Dopo la transizione della Nigeria a democrazia costituzionale nel 1999, dodici Stati del nord hanno reintrodotto la sharia come codice penale. La legge musulmana viene usata per giustificare violenze di massa e condanne capitali, anche per reati teoricamente minori come la blasfemia, che sta vivendo un’escalation – denuncia Amnesty International – e che è punita con linciaggi, lapidazioni, torture e persino col rogo.
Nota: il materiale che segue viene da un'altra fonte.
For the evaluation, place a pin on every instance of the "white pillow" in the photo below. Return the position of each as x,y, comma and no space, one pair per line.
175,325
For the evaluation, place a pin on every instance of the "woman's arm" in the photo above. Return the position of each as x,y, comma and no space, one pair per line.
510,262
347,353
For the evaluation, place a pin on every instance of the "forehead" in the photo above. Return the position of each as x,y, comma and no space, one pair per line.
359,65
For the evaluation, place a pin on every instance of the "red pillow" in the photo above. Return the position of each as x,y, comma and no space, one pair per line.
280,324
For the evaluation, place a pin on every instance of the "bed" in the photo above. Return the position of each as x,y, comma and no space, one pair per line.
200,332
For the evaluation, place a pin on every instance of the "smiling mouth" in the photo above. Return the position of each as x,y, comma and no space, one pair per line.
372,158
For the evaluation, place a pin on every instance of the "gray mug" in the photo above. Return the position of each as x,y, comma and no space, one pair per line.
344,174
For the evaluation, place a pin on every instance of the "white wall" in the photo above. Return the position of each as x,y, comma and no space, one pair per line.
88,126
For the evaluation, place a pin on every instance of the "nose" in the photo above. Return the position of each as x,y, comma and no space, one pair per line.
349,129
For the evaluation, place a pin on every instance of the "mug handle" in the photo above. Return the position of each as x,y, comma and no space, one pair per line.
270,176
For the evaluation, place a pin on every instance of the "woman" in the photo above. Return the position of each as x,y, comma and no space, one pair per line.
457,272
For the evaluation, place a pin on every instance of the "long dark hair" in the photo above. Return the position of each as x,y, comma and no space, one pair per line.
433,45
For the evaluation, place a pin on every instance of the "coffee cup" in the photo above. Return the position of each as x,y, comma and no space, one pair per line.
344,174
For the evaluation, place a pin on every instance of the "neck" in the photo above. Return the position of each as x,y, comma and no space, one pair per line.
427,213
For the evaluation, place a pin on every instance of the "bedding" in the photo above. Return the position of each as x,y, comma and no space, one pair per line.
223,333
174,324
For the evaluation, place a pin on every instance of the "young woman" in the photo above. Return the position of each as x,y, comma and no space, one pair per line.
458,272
In tutto questo, gli jihadisti dichiarano esplicitamente di voler sostituire lo Stato nigeriano con una teocrazia islamica e rifiutano la democrazia. Ma diversi commentatori si ostinano – nonostante l’evidenza – a voler ridurre il conflitto in Nigeria a cause climatiche o socioeconomiche, evidentemente pur di non ammettere la matrice jihadista.